On October 2, 1872, Mr. Phileas Fogg of No. 7, Savile Row, Burlington Gardens, London, is hiring a new servant, after firing James Forster for bringing his shaving water at 84 degrees instead of 86 degrees Fahrenheit. Fogg is a gentleman and man of the world, a prominent but mysterious member of the Reform Club. He is never seen anywhere in London except at his club, at which he arrives the same time every day for luncheon and departs every night at midnight. No one knows what he does; he is not a landowner, a businessman, merchant, or scientist. He appears to be rich but not showy. He gives his money to charitable purposes, but he communicates little to anyone. He does nothing but read the papers, dine, and play whist with the same men. Though he often wins at cards, he gives the money to charity. He plays for love of the game.

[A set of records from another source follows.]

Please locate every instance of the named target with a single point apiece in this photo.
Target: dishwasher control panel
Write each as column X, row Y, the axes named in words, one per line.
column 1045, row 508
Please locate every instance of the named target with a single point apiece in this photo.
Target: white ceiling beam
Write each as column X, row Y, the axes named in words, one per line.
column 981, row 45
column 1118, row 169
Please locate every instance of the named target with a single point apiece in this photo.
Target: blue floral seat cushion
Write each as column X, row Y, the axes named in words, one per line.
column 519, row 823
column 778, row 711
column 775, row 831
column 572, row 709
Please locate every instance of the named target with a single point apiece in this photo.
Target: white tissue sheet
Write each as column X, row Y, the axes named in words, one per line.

Fogg seems to be a world traveler because he knows about every spot around the globe, yet no one sees him travel. He has no wife or children but lives alone in a rather plain but comfortable house with one manservant. Fogg is watching the clock this day, and when there is a knock on the door, he lets in a man of thirty, whom he interviews for the position of manservant. The man introduces himself as Jean Passepartout, an honest Frenchman, jack-of-all trades. He has been a singer, gymnast, circus performer, a tightrope walker, a fireman, and a valet. He had heard of Fogg?s strict requirements and wanted to work for him, to lead a quiet and orderly life.
Fogg tests him by asking what time it is. Passepartout brings out his large watch and says ? twenty-two minutes after eleven?. Fogg corrects him, saying he is four minutes slow. They synchronize their watches as a gesture of formal contract, and Fogg has effectively hired his new man. Without any other word, Fogg leaves Passepartout in his house and goes to his club.